Caco
Configure your machines like you develop your web apps
Usage aka Control Repo
To start using Caco
, you need a control repo, that is where you add your node config files, keys, certs, whatever makes sense to you.
Create a new Gemfile
with bundle init
and add to it:
gem 'caco'
After you can add your config files under nodes
folder, with each file being the hostname of your machines:
nodes/
web.example.com.rb
db.example.com.rb
This is the minimum you need to start using Caco, a hello world example would be, in nodes/<hostname>.rb
add
Caco.file "/root/hello.txt",
content: "Hello World From Caco :)"
Sync your control repo to your remote machine and run ./bin/caco
inside its folder, it will create the /root/hello.txt
file with Hello World From Caco :)
content
Data
It's useful to share data between your nodes, you can do this on the data
folder, you can add yaml files and access inside your config files.

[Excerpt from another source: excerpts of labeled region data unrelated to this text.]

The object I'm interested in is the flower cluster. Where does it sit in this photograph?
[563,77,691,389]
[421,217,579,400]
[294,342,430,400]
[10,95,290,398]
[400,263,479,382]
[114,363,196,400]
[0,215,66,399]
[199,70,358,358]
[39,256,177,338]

It also has a hierarchy, most specific values overwrite more generic value, files from common to specific are:
- data/common.yaml
- data/<os_name>.yaml
- data/<os_name>/<distro_name>.yaml
- data/nodes/.yaml
You can also encrypt values with your keys, for the first time you can create them with eyaml createkeys
command, you add the files:
- keys/private_key.pkcs7.pem
- keys/public_key.pkcs7.pem
After that you can edit your yaml files with the command eyaml edit path/to/file.yaml
It's safe to commit your encrypted yaml files, but remember to never commit your keys, the keys
folder is also on gitignore.
On your server you also need to sync the keys
folder to be able to read the values when configuring the nodes.

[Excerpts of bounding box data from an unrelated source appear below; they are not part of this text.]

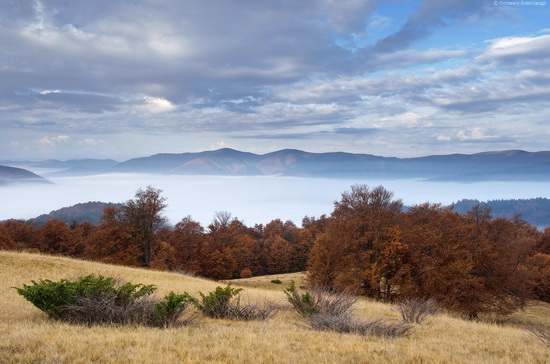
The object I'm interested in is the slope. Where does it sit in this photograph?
[0,251,550,363]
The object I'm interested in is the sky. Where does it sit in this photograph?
[0,0,550,161]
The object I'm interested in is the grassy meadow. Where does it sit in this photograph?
[0,251,550,363]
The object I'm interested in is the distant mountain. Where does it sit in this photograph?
[0,166,51,186]
[453,198,550,229]
[111,148,550,181]
[28,201,122,226]
[4,148,550,182]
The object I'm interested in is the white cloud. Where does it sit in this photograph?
[140,96,177,114]
[38,135,71,145]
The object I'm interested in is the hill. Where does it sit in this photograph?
[0,166,51,186]
[4,148,550,182]
[112,148,550,181]
[0,251,550,363]
[453,197,550,228]
[28,201,121,226]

To read the values, as they are organized as yaml files, considering the structure:
# common.yaml
---
prefix:
name: Common
# nodes/hostname.yaml
---
prefix:
name: Hostname
(as node file is more specific it overwrites the common.yaml value)

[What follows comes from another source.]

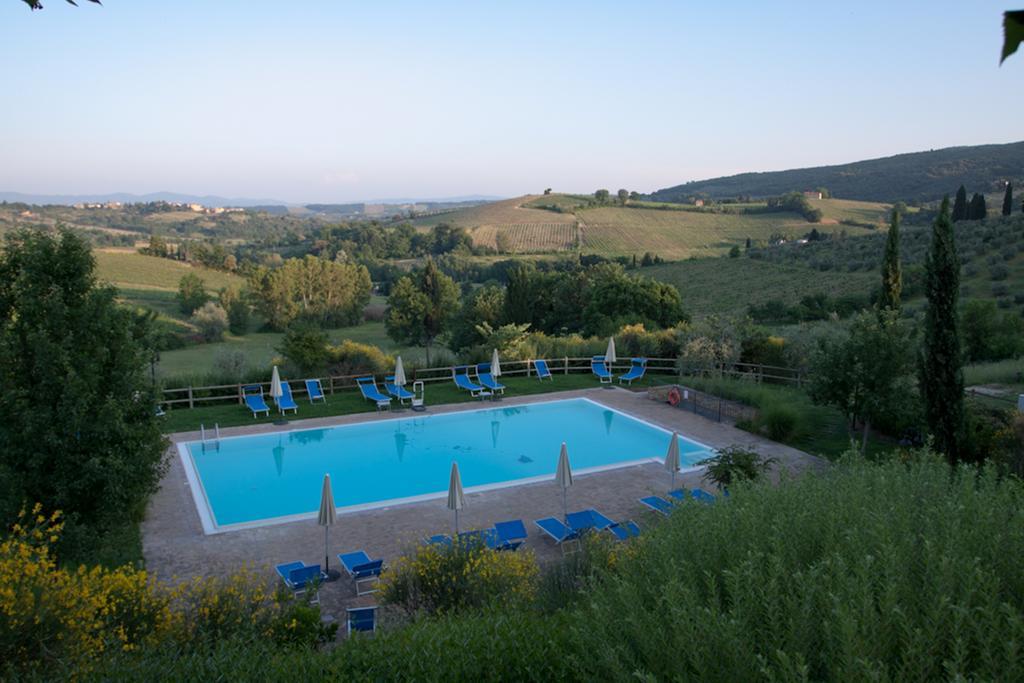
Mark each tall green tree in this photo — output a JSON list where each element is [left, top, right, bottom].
[[879, 209, 903, 311], [919, 196, 965, 462], [384, 258, 459, 365], [0, 231, 166, 559], [953, 185, 968, 223], [967, 193, 988, 220]]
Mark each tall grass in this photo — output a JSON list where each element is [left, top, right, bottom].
[[97, 457, 1024, 681]]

Caco::Facter.("prefix", "name")
# => 'Hostname'
Configuration
Caco configuration can be set using environment variables, all variables should have the prefix CACO_
, eg. to change the LOG_FILE
value, use CACO_LOG_FILE=/path/to/caco.log
See a better description to each config option after the list
-
INTERACTIVE_WRITES
: Ask what action should take when changing an existing file -
LOG_FILE
: Path to log file
INTERACTIVE_WRITES
This is useful to understand how Caco is executing, on the images we have an example when file is being changed. The second one if after is confirmed to change the file
LOG_FILE
By default we log to /var/log/caco.log
, but sometimes you maybe want to log to a different location, so here is the place to point to your destination
Roadmap
- Bootstrap control repo via CLI
- Sync remote control repo
- Run automatically from developer machine
- Add operations to run as a health check after the config process to ensure it's working as expected (that can also be used as acceptance test in development environment)
License
The gem is available as open source under the terms of the MIT License.
Code of Conduct
Everyone interacting in the Caco project’s codebases, issue trackers, chat rooms and mailing lists is expected to follow the code of conduct.